I am delving a bit into category theory and something has me curious about opposite categories. I have checked several books and I can't seem to find an answer.
Given a category C, the opposite category is just the abstract category with the objects of C and with the arrows of C reversed. However, the opposite category can sometimes be realised (is equivalent to) a category where the objects are sets with additional structure, and the arrows are homomorphisms of these structures.
For instance one of the examples on Wikipedia is that the opposite category of commutative rings is equivalent to the category of affine schemes.
Question. How would one in general, given a category C, find a category where the objects are mathematical structures with underlying sets that satisfy additional axioms, and the morphisms are homomorphisms of those structures, and which is the opposite of the original category C?
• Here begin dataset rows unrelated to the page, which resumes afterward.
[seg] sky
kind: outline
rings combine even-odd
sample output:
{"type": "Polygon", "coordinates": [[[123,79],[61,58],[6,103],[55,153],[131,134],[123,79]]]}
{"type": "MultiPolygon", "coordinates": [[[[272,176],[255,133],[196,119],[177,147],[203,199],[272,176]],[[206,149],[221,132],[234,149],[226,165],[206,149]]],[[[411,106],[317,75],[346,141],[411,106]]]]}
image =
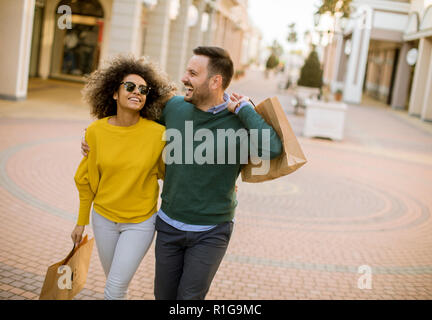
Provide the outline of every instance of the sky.
{"type": "Polygon", "coordinates": [[[271,45],[276,39],[285,50],[306,48],[303,34],[313,28],[313,14],[320,0],[249,0],[249,14],[263,34],[263,44],[271,45]],[[298,44],[292,46],[286,39],[288,25],[295,22],[298,44]]]}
For instance, if we take the category where the objects are groups, and the morphisms are group homomorphisms, what is its opposite category in the above sense? Is there some way to find this from the first-order axiomatization of groups?
Best Answer
One way of formalizing the desired categories is given by concrete categories. A category is called concrete (more precise: "concretizable") if it has a faithful functor to the category of sets $Set$. Thus the question is: Is the dual of a concrete category concrete again? The answer is yes: Since a composition of faithful functors is faithful and a dual of a faithful functor is also faithful, it suffices to show that $Set^{op}$ is concrete. But it is not hard to see that the contravariant hom-functor $Hom(-,2)$ (i.e. the power set) yields the desired faithful functor $Set^{op} \to Set$.
However, this solution is somewhat useless. If we apply the proof to $Grp^{op}$, we get sets of the form $P(X)$, where $X$ is a group and morphisms $P(X) \to P(Y)$ should be induced by group morphisms $Y \to X$.
Perhaps we should demand of our concretization that it does not reuses the given category? But this seems to be hard to formalize. Anyway, in the category of groups it would be interesting ...
EDIT: What about the following: If $k$ is a field, then $(k-Vect)^{op}$ is equivalent to the category of pairs $(X,p)$, where $X$ is an affine $k$-scheme and $p$ is a rational point of $X$ such that the corresponding maximal ideal $a$ satisfies $a^2=0$. :-) If $R$ is a ring, then $(R-Mod)^{op}$ is equivalent to the category of pairs $(X,p)$, where $X$ is an affine $R$-scheme, $p$ is a $R$-valued point of $X$ such that the closed image of $X \to Spec(R)$ is $Spec(R)$ and and the closed image of $p : Spec(R) \to X$ is cut out by an ideal $a \subseteq \mathcal{O}_X(X)$ with $a^2=0$. What about dropping the affine-condition, do we get "global modules"? Abstract-Nonsense!